Cara ha risposto: “Bradley, sei un uomo fortunato.”

Sebbene Gigi abbia sfilato sul red carpet al Metropolitan Museum of Art di New York per l’evento da sola, si è riunita con l’attore 51enne all’interno dell’edificio, con fotografie dell’evento che mostrano Bradley vestito con un completo nero e una camicia bianca con colletto.

Per la sua undicesima apparizione al Met Gala, Gigi ha indossato un abito nero personalizzato di Miu Miu che presenta cristalli hotfix, fiamme patchwork e ricami floreali, rendendo omaggio ai suoi look preferiti della storia della maison.

E l’idea ha preso forma solo pochi giorni prima dell’evento di moda, perché inizialmente il look di Gigi era ispirato al ricamo “floreale e a fiamme” di un abito della primavera 2011, ma ha scoperto che non funzionava.

Ha spiegato a Vogue.com: “Il patchwork non si adattava davvero al mio corpo nel modo in cui avevo previsto dal bozzetto.”

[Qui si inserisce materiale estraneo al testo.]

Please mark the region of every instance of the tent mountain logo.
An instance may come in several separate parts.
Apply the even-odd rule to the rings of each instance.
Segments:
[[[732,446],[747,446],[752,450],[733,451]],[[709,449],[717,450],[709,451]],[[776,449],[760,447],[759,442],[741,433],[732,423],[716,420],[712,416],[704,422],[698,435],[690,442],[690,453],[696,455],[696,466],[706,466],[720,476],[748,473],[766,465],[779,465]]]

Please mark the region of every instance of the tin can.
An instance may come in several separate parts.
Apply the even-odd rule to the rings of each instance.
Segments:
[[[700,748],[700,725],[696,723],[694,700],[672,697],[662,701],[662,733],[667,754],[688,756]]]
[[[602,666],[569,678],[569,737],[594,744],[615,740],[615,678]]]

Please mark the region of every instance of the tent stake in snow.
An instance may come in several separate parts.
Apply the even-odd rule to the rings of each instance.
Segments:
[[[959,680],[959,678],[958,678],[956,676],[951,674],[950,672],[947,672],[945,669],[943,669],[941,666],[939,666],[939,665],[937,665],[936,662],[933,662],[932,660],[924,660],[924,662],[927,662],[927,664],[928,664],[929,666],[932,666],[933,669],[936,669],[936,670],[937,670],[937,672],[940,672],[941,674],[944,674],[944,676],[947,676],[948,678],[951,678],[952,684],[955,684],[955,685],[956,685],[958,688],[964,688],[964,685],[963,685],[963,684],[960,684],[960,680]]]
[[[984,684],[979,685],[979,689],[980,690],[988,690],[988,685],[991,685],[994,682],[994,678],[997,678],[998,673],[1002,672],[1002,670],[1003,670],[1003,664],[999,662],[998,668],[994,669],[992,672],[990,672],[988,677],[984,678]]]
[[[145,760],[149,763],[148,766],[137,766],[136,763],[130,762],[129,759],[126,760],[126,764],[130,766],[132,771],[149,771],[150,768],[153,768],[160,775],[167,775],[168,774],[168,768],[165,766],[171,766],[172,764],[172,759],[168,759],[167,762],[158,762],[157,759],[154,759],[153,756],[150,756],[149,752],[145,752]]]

Ha poi aggiunto: “Penso che i momenti più speciali arrivino quando devi affrettare un po’ le cose.”

E così Gigi è tornata negli archivi, dove ha scoperto la collezione primavera 1998 di Miu Miu.

Ha detto: “Adoro come il corpo e la pelle emergano attraverso il materiale.”

L’abito è stato poi “costruito” sul corpo di Gigi durante il fine settimana, con i designer che hanno iniziato da una base trasparente ispirata alla collezione del 1998 prima di intrecciare a mano patch ispirati al 2011 sulla modella.

Ha raccontato: “Ci siamo tutti seduti in una stanza d’albergo due giorni fa, letteralmente, e abbiamo fissato i patch su di me con lo Scotch in un modo che sembrava celebrativo.”

Ha continuato: “È costruito sul corpo. Il corpo è la tela…”

Infine, ha affermato: “Il Met è la mia serata preferita perché è una collaborazione creativa basata su un tema, che mi fa sentire come se fossimo tutti di nuovo insieme a lezione di arte al liceo.”